The Age of Hyper-fans, Part 6: The Long March of Steamboat Willie: Why We Need a New Copyright Framework

Anais Monlong
9 min readSep 18, 2023

--

In business, revolutions are often nothing more than sudden changes in cost structures. Henry Ford’s Ford T was much cheaper to produce that competitor’s assembly lines could provide. Japan’s kanban (“just in time”) manufacturing model massively reduced waste. Computers and IBM’s early productivity software (who remembers Lotus123?) reduced document production and calculation costs by a drastic amount.

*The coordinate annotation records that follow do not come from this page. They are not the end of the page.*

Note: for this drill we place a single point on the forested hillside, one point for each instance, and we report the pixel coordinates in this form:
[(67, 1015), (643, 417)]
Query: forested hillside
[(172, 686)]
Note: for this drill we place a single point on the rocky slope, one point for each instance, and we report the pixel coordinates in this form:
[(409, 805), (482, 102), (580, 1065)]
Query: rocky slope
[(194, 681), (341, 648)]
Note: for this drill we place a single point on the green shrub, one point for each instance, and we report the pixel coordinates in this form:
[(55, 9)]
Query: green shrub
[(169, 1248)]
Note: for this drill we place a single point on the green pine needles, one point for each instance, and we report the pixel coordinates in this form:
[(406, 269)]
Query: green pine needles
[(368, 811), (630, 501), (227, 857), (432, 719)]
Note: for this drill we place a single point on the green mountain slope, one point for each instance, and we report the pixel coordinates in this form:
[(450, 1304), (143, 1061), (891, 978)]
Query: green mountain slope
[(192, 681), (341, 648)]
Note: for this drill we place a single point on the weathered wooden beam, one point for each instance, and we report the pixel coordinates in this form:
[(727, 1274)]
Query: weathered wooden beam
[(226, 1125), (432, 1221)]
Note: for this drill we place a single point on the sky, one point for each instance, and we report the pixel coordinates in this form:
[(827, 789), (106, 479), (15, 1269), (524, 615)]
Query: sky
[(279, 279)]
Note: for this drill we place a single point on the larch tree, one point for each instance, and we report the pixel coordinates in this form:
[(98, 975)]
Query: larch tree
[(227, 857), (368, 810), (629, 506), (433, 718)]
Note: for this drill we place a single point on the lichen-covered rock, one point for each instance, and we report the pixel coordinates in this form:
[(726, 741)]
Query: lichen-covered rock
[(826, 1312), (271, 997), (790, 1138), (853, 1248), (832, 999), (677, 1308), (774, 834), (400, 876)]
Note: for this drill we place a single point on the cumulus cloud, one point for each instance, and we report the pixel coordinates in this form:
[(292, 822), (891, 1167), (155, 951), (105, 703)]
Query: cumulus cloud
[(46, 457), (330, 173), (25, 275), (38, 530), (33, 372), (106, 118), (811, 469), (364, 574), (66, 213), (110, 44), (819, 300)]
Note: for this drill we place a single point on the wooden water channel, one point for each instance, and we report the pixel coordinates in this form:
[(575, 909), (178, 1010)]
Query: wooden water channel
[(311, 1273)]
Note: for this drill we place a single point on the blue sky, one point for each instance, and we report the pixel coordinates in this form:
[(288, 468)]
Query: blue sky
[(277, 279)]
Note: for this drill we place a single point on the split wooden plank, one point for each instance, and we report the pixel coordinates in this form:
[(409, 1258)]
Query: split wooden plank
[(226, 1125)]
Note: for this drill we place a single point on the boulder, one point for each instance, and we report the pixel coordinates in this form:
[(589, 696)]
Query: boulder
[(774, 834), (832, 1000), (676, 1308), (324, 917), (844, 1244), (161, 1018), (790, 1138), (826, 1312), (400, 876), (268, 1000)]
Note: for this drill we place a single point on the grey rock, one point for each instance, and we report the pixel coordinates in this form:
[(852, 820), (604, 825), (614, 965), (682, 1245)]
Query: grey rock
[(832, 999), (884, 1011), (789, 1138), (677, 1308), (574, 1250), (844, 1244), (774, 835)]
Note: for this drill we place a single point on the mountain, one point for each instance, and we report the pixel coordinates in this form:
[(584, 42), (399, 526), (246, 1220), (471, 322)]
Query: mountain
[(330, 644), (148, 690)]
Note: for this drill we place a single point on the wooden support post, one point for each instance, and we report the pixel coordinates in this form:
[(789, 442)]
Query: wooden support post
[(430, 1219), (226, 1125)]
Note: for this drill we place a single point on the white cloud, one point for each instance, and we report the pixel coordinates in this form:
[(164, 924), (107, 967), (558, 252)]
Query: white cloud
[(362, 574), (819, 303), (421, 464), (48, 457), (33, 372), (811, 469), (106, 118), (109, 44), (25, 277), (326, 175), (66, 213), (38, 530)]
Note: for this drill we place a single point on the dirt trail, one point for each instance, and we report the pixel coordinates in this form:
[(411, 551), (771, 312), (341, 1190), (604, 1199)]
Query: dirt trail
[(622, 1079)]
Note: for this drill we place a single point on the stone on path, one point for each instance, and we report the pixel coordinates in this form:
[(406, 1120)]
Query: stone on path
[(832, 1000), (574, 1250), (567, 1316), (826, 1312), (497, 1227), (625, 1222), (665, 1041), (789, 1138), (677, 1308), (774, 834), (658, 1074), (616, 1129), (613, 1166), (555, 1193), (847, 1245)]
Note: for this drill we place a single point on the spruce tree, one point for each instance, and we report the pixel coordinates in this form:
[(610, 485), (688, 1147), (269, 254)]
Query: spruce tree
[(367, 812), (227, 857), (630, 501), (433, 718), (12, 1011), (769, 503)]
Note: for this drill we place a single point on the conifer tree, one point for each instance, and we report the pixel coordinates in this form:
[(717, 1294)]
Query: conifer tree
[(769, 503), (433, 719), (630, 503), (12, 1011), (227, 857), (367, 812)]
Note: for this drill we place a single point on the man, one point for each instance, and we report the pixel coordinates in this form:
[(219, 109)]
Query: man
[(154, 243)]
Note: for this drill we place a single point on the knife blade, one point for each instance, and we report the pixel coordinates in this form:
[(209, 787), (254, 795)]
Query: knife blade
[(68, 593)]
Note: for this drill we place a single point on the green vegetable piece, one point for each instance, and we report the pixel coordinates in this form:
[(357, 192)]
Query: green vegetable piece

The internet reduced content distribution cost to zero. Which is where technology helped content-hungry fans become active participants in their favourite stories. No longer were fans bound by pre-existing storylines, actors, and offline video games with pre-set missions. Sharing is caring.

We have briefly introduced fanfiction in the previous section (Part 5). How big is it of a phenomenon? In 2000, an estimate set the number of fanfictions on the internet at about 250,000. Now, fanfictions written about just Harry Potter and Twilight, on one website, amount to a million. They cover series, comics, and even video games.

This does not stop at writing — “fan art”, which refers to drawings and pictures of characters or landscapes from existing work, is also very popular — with website Deviantart counting 75m users, for content that is often transformative but based on existing stories.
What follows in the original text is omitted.